NVIDIA DGX Spark Brings Petaflop AI Power to the Desktop

NVIDIA DGX Spark Brings Petaflop AI Power to the Desktop
NVIDIA is putting supercomputer-class AI performance onto the desks of developers worldwide with the arrival of DGX Spark, a compact system designed to deliver the full power of the company’s AI ecosystem in desktop form. Built on the Grace Blackwell architecture, DGX Spark combines NVIDIA GPUs, CPUs, networking, CUDA libraries, and preinstalled NVIDIA AI software into a unified platform ready for local AI development and experimentation.

With up to one petaflop of AI performance and 128 GB of coherent CPU–GPU memory, DGX Spark makes it possible to run inference on models approaching 200 billion parameters and fine-tune models up to 70 billion parameters — directly on the desktop. NVIDIA positions the system as a bridge between the limits of personal workstations and the scale of cloud data centers, offering researchers and developers the ability to run advanced AI agents and physical AI workloads locally.

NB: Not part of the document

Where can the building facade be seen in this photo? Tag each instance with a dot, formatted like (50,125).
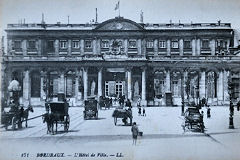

In a symbolic moment, Jensen Huang personally delivered the first DGX Spark to Elon Musk at SpaceX’s Starbase in Texas — a nod to 2016, when Huang handed Musk one of the first DGX-1 units at OpenAI, a machine that helped catalyze the development of ChatGPT. “With DGX Spark, we return to that mission — placing an AI computer in the hands of every developer to ignite the next wave of breakthroughs,” Huang said, as quoted on NVIDIA’s newsroom.

Major hardware partners including Acer, ASUS, Dell Technologies, GIGABYTE, HP, Lenovo, and MSI are debuting DGX Spark systems, while software companies such as Anaconda, Docker, Hugging Face, Meta, Microsoft, and JetBrains are optimizing their tools for the new platform. Researchers at the NYU Global Frontier Lab described the desktop supercomputer as enabling “peta-scale computing on our desktop,” accelerating experimentation in sensitive domains such as healthcare.

DGX Spark integrates GB10 Grace Blackwell Superchips, ConnectX-7 200 Gb/s networking, and NVLink-C2C interconnects — offering five times the bandwidth of PCIe Gen 5 — while providing seamless access to NVIDIA’s software ecosystem, including NIM microservices and prebuilt models like Cosmos Reason and Qwen3. Developers can start working out of the box, customizing generative and multimodal models without needing to rely on cloud compute.

Orders for DGX Spark open October 15 on NVIDIA.com, with partner systems available globally through vendors and retail channels such as Micro Center. For developers who have long been constrained by limited local resources, DGX Spark represents a new class of desktop computing — one designed to bring large-scale AI experimentation closer to where innovation happens: right at the developer’s desk.